Norton has had an immense influence on tech journalism, serving both as a writer for Wired as well as Gizmodo and the Atlantic. But shortly after the Times announced her hire on Tuesday, her friendship with American neo-Nazi Andrew “weev” Auernheimer came to light. She previously called him “an old friend of mine,” defending her connection with him while admitting he is “terrible.”
This already didn’t sit well with the internet, especially in light of a column she wrote on the moral complexity of John Rabe, a Nazi Party member who helped Chinese citizens escape Japanese war atrocities. Then people unearthed tweets in which Norton used homophobic and racist slurs. Particularly, she openly used the N-word during an analogy on terrorism, retweeted a joke with the N-word about President Obama, and repeatedly used the words “faq” and “fakkit” in conversation with others during 2013 and 2014.

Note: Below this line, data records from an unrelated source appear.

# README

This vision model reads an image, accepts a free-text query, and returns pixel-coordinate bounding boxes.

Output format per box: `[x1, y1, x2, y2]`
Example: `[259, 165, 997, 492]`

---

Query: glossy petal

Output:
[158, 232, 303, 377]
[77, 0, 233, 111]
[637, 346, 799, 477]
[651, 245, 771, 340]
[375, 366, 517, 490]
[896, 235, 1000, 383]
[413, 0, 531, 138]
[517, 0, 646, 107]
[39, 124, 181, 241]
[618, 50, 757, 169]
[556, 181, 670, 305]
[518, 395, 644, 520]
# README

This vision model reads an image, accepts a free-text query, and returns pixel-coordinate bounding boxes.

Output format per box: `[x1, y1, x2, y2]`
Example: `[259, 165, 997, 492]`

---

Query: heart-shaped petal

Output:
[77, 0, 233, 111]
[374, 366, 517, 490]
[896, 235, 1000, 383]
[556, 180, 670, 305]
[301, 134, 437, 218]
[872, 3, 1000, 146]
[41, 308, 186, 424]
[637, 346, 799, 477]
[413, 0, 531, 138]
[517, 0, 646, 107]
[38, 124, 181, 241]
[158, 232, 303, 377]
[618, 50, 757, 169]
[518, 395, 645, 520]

“Here’s the deal, fakkit,” Norton wrote in one tweet from 2013. “Free speech comes with responsibility. not legal, but human. grown up. you can do this.”
Norton has since changed her Twitter display name to “Well that was fun,” defending her tweets and saying there is “no harm no foul” toward the Times for dropping her.
“I’m sorry I can’t do the work I wanted to do with them,” she tweeted last night. “I wish there had been a way, but ultimately, they need to feel safe with how the net will react to their opinion writers.”